I couldn’t stop thinking about Philippians 2 during that part of the meditation, the passage that talks about Christ being poured out as a drink offering on behalf of all of us. I kept thinking about Him humbling Himself to the point of death. It seemed this posture of love, humility, service, and sacrifice was exactly what God would have for me to receive in place of all that selfishness and striving I’d just confessed. All I could do was repeat slowly my desire: “I receive from You the spirit of Jesus.”
To close out the meditation, Foster instructs us to sit quietly, not talking but listening to hear God’s word to us. He may or may not speak, and either way is okay. The purpose is to simply be open to hear if God chooses to speak, to simply wait, to merely attend.
I sat in the quiet for a few moments, aware of what I had confessed and what I needed. I was tempted to feel shame for my sinfulness and my callous heart. I was tempted to grovel at God’s feet, simpering at my unworthiness of Christ.

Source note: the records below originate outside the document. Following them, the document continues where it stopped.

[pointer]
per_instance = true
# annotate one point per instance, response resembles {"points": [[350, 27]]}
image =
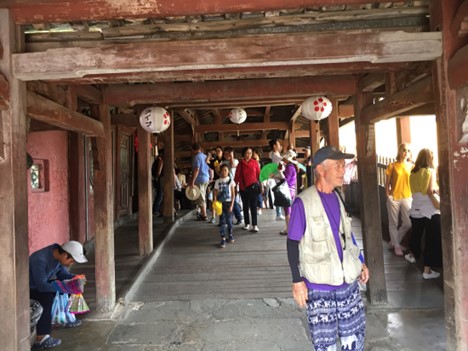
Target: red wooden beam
{"points": [[254, 51], [41, 11], [458, 69], [228, 91]]}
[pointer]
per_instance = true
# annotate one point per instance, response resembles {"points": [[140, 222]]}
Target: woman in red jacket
{"points": [[247, 175]]}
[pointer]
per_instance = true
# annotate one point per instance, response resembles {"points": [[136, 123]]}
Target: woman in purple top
{"points": [[289, 173]]}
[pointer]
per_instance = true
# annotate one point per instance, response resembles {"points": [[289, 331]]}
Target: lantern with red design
{"points": [[316, 108], [155, 119], [237, 116]]}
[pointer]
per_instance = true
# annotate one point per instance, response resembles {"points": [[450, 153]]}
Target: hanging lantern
{"points": [[316, 108], [238, 116], [155, 119]]}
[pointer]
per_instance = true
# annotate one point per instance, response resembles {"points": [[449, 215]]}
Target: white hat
{"points": [[290, 155], [75, 249], [192, 193]]}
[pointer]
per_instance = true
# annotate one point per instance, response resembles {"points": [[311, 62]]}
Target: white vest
{"points": [[318, 254]]}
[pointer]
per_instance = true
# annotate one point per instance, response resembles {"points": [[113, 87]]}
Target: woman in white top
{"points": [[425, 215]]}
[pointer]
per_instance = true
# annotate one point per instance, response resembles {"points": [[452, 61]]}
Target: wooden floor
{"points": [[191, 266]]}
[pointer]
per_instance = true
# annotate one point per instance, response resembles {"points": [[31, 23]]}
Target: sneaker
{"points": [[398, 251], [410, 258], [47, 343], [431, 275]]}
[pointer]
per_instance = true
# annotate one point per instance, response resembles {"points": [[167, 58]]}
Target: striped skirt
{"points": [[336, 313]]}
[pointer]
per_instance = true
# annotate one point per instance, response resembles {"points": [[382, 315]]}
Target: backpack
{"points": [[223, 194]]}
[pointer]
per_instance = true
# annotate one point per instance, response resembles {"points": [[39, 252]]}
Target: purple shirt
{"points": [[297, 226]]}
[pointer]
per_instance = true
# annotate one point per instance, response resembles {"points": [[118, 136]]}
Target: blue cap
{"points": [[329, 153]]}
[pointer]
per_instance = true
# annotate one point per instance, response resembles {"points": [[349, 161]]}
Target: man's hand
{"points": [[300, 294], [364, 274]]}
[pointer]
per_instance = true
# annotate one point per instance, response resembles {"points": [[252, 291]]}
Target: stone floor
{"points": [[191, 296]]}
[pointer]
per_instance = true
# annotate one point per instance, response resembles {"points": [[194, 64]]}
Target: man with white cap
{"points": [[325, 260], [46, 265]]}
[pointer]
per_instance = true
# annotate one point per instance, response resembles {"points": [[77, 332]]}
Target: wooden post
{"points": [[14, 253], [104, 216], [168, 192], [145, 193], [370, 208]]}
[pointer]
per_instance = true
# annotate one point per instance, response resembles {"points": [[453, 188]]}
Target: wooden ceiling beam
{"points": [[88, 93], [47, 111], [203, 128], [227, 91], [398, 104], [46, 11], [253, 51]]}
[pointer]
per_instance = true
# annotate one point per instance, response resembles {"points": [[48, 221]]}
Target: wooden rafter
{"points": [[47, 111], [397, 104], [266, 50], [34, 11], [228, 92]]}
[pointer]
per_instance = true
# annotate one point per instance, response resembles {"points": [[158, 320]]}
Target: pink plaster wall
{"points": [[48, 211]]}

But I couldn’t do either of those things. All I could do was sit with the truth of my heart: the wayward parts and its need for more of Christ. I knew God was not shaming me. I knew it was in the truth that He could work more readily in me. I knew He was glad I had met Him here.
Slowly, at the tail end of the silence, I gradually became aware that He was whispering to me. I heard Him speaking.
I am with you.
I paused, almost as if craning my neck to look up at him with a question in my eyes, asking, “Did I just hear You say that to me?”
I am with you.
He is with me. In the ugliness and muck of what I just confessed, He is with me. In the more of Christ I just realized I needed and desired, He is with me. In the daily rote of life, He is with me. In the future situations I may handle, He is with me.
In a cognitive sense, I’ve long known He is always present. In flashes of devotion and hours of prayer and study, I’ve known His presence there. But here, this voice, so grounded and sure and personal, got beyond the cognition and the intentional moments and made it real for every hour of every day.